Managerial capitalism history
When professional managers run companies; characteristic of the period of American business development when family members yielded control of their companies to professionals. The term helps distinguish the early period of American business, leading to the Civil War, with the period that followed, when businesses began to be run by professional managers trained in various specialty disciplines.
This period coincides with the widespread emergence of stock companies, when many companies sold stock for the first time in order to expand. In the 1840s and 1850s, manufacturing and RAILROADS (especially railroads) began to grow exponentially, requiring managers with more than one set of skills. After the Civil War, as the railroads continued to expand westward, the need for professional managers became more pronounced as the organizations grew larger and more complex. Quite often, business organizations would still be run by family members, although they were increasingly staffed by professional managers, hired from the outside.
After the turn of the 20th century, as the need for managers became more recognized, many business school programs were instituted to provide graduate, and later undergraduate, training for this new managerial class. The Harvard Graduate School of Business was the first graduate program in the country instituted for this purpose.
In the 20th century, the trend became more clear as fewer and fewer companies remained in family or founders’ hands. The rise of the modern CORPORATION after World War I was an excellent example. The size and complexity of DuPont and GENERAL MOTORS, the latter headed by Alfred SLOAN, showed that the 20th-century corporation had become too large to be ruled from the top and now required skilled and trained managers at various stages and levels of organization.

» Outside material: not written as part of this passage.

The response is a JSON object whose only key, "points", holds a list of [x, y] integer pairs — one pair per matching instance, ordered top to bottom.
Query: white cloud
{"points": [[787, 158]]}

The success of larger business enterprises managed by professionally trained managers became the cornerstone of American business in the 20th century. In many cases, this success can be seen in the MERGERS and acquisitions trend that characterized several decades of the 20th century and the rise of the conglomerate organization in the 1950s and 1960s. In addition, many business disciplines created “managerial” tracks in the post–World War II years, and such disciplines as managerial accounting, finance, economics, and information sciences now exist and are designed to train potential managers in decision making and cooperative planning.
See also DUPONT DE NEMOURS & CO., E. I.; HARVARD BUSINESS SCHOOL; TAYLOR, FREDERICK WINSLOW.
Further reading
- Chandler, Alfred D., Jr. The Visible Hand: The Managerial Revolution in American Business. Cambridge, Mass.: Harvard University Press, 1977.
- Marris, Robin. Managerial Capitalism in Retrospective. New York: St. Martin’s Press, 1998.